Fitur utama dari proses ini adalah gesekan antar muka pita graphene relatif rendah ketika ditempatkan pada hBN, yang berarti dapat ditekuk di bawah beban, namun cukup tinggi untuk memungkinkan pita mempertahankan bentuk bengkoknya ketika beban dilepaskan.

Sejauh mana pita akan tertekuk tergantung pada panjang dan lebar pita dan seberapa besar gaya yang diterapkan pada ujungnya oleh ujung AFM. Para peneliti menemukan bahwa pita yang panjang dan sempit (yaitu pita dengan rasio aspek besar) paling mudah ditekuk dengan cara yang terkendali.

“Akses yang belum pernah terjadi sebelumnya ke diagram fase sudut bengkok”

Kemampuan untuk terus menyesuaikan sudut regangan dan puntiran akan memberi para peneliti akses yang belum pernah terjadi sebelumnya terhadap “diagram fase” sudut puntir, kata Dean. Dunia Fisika. “Struktur pita elektronik dari lapisan ganda yang terpilin sangat sensitif terhadap sudut puntir, misalnya, 'sudut ajaib' didefinisikan hanya dengan sepersepuluh derajat 1.1°. Pemutaran yang lambat dan terkendali berarti kita dapat memetakan ketergantungan ini dalam satu perangkat ke tingkat presisi yang sebelumnya tidak mungkin dilakukan.”
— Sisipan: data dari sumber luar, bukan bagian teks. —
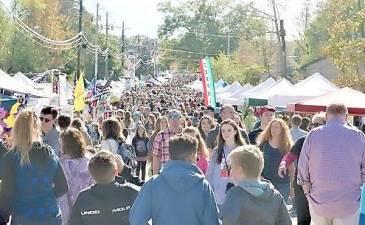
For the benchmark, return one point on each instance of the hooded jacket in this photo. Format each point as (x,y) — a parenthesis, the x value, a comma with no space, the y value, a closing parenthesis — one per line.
(253,203)
(179,195)
(104,204)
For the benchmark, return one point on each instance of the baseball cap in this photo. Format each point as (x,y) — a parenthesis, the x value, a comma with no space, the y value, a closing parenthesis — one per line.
(267,108)
(174,115)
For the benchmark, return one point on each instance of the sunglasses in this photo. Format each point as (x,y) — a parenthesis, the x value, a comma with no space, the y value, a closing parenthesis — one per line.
(44,119)
(174,117)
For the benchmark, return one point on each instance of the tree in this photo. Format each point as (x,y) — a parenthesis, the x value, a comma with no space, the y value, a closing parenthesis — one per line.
(230,69)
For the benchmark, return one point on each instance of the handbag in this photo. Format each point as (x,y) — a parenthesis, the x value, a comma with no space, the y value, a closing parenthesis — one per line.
(230,184)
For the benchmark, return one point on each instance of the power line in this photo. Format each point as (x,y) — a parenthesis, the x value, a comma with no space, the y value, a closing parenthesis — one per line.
(184,51)
(205,34)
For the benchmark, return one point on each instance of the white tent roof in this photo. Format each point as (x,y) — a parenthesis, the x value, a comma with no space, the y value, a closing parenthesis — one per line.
(196,85)
(259,88)
(234,97)
(28,85)
(313,86)
(219,83)
(281,85)
(9,83)
(19,76)
(230,89)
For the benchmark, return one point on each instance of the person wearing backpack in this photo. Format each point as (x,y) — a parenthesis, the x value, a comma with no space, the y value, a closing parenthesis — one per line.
(140,142)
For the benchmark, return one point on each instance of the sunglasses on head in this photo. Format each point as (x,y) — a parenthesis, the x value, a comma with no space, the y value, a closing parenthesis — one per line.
(174,117)
(44,119)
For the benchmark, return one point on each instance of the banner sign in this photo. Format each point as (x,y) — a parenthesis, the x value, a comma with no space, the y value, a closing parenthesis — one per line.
(208,82)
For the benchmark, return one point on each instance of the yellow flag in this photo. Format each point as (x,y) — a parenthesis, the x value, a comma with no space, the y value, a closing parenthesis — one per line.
(10,121)
(79,94)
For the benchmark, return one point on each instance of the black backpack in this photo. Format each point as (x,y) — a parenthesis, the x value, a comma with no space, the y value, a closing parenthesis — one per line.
(128,154)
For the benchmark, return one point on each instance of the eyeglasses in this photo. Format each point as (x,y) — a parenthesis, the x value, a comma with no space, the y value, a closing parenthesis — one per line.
(174,117)
(44,119)
(317,124)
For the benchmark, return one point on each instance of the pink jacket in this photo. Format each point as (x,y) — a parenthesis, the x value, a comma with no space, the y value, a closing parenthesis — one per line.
(202,163)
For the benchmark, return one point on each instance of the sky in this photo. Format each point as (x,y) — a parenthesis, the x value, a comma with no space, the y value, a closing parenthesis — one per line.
(141,16)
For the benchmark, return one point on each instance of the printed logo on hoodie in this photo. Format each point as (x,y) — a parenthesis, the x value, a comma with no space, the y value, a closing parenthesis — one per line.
(121,209)
(91,212)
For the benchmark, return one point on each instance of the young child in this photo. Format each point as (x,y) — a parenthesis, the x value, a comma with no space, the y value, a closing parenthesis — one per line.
(106,202)
(179,194)
(252,201)
(140,142)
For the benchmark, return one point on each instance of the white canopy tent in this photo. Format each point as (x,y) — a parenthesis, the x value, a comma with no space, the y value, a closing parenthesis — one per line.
(281,85)
(313,86)
(234,98)
(219,84)
(196,85)
(259,88)
(233,89)
(9,83)
(28,85)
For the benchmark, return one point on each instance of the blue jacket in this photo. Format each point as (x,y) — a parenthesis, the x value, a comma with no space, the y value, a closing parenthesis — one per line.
(179,195)
(362,206)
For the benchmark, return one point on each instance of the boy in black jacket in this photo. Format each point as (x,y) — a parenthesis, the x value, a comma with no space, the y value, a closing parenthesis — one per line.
(106,202)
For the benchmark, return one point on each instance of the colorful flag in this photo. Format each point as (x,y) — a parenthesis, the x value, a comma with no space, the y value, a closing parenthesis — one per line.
(10,121)
(208,82)
(79,95)
(91,89)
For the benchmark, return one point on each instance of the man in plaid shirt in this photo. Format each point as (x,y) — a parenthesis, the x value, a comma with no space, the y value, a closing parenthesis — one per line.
(160,149)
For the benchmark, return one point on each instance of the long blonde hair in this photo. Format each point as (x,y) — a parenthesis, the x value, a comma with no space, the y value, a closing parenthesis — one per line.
(286,140)
(25,132)
(158,126)
(202,148)
(221,142)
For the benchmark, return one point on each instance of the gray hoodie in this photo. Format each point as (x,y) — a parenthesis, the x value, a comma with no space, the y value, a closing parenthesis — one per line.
(253,203)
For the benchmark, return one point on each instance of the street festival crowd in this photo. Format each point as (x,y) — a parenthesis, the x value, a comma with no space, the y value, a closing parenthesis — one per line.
(162,157)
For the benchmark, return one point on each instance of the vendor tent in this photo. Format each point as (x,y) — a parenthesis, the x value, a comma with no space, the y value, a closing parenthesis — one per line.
(19,76)
(354,100)
(28,85)
(196,85)
(259,88)
(10,84)
(313,86)
(261,99)
(234,98)
(220,84)
(232,90)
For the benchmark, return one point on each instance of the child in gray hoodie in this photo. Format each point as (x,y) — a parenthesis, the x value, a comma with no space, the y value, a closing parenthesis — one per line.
(252,201)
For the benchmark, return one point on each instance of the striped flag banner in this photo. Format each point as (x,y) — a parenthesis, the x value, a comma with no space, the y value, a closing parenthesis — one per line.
(208,82)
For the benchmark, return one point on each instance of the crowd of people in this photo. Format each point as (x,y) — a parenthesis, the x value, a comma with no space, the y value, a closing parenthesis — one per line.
(162,157)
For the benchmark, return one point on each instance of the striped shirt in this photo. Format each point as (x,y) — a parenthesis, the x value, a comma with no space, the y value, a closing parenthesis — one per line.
(161,145)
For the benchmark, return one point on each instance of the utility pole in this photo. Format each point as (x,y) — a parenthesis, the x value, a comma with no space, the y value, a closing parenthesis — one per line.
(123,44)
(107,49)
(360,4)
(282,35)
(228,44)
(79,52)
(278,36)
(96,43)
(154,59)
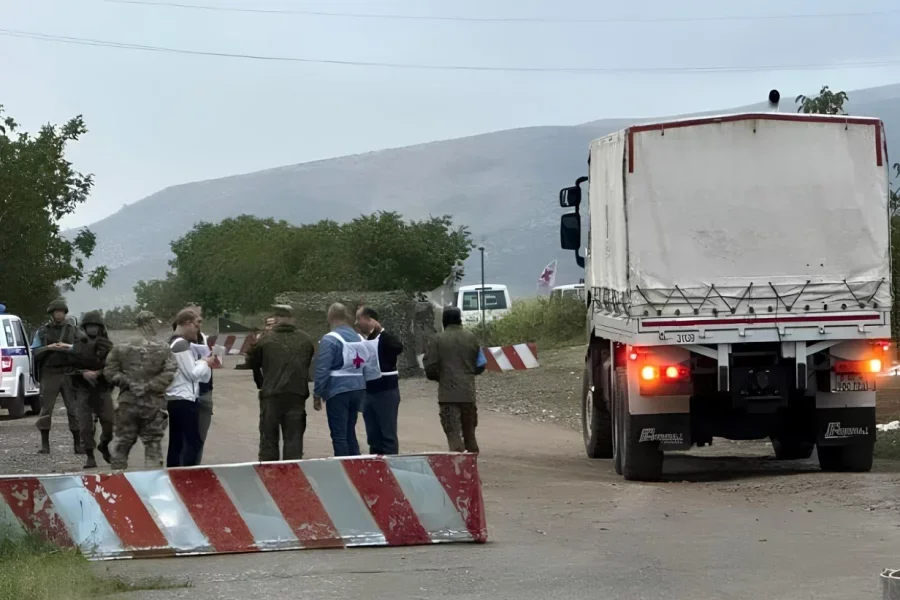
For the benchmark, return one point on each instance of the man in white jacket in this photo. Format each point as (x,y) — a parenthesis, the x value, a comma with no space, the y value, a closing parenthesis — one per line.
(185,442)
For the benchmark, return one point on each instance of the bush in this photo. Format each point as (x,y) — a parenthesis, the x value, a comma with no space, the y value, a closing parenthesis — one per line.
(548,322)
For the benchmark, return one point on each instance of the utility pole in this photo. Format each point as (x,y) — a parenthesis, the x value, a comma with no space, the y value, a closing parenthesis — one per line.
(481,301)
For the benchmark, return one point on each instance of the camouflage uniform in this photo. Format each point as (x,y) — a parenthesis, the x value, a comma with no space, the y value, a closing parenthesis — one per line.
(451,360)
(142,369)
(283,356)
(93,397)
(51,365)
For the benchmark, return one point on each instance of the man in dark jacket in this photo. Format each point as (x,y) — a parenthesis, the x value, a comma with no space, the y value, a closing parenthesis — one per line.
(93,394)
(452,359)
(51,345)
(383,394)
(283,355)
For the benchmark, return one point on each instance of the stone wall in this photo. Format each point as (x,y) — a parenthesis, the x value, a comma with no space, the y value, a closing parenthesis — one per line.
(403,314)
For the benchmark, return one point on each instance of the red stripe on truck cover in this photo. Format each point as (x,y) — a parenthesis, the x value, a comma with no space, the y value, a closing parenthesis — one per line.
(756,117)
(760,320)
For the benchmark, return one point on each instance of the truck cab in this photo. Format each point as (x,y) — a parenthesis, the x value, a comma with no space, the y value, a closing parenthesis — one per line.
(738,282)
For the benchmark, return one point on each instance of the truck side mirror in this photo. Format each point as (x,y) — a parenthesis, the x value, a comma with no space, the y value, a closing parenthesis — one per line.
(570,197)
(570,231)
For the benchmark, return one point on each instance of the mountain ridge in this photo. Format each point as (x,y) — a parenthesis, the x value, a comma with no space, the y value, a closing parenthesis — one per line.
(502,184)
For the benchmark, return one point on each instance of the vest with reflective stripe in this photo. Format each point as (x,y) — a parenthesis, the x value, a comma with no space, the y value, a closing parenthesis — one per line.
(359,358)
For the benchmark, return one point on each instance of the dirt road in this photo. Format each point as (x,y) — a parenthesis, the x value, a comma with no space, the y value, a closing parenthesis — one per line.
(724,525)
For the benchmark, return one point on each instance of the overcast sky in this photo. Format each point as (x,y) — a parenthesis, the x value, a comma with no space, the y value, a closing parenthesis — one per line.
(158,119)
Dan bukan itu saja: karena peran regangan pada sistem graphene bilayer sudut ajaib hampir sepenuhnya tidak diketahui secara eksperimental, teknik baru ini memberikan peluang pertama untuk mengukurnya dengan cara yang dapat direproduksi. “Secara teknis, gagasan bahwa memperkenalkan gradien regangan dapat membantu menekan variasi sudut puntir acak merupakan kejutan yang tidak terduga bagi kami,” kata Dean. “Hal ini membuka ide-ide menarik tentang bagaimana memadukan rekayasa regangan dan variasi sudut yang dikontrol secara spasial untuk mendapatkan kontrol lebih lanjut atas struktur pita elektronik dalam sistem lapisan terpelintir.”

Tim Columbia sekarang memetakan diagram fase sudut regangan di sekitar rentang sudut ajaib dalam graphene bilayer terpelintir menggunakan kombinasi spektroskopi transport dan scan-probe. Para peneliti juga menjajaki apakah mereka dapat menerapkan teknik ini pada sistem material 2D lainnya. Dalam semikonduktor, misalnya, pembengkokan dapat memandu dan menyalurkan rangsangan (pasangan lubang elektron), sedangkan dalam sistem 2D magnetik, pembengkokan dapat digunakan untuk menciptakan tekstur magnetik yang tidak biasa. “Akhirnya, kami mencari cara untuk mencapai pembengkokan melalui cara elektrostatik atau non-mekanis lainnya,” ungkap Dean. “Hal ini memungkinkan adanya kontrol dinamis in-situ terhadap sudut putaran dalam sistem bilayer.”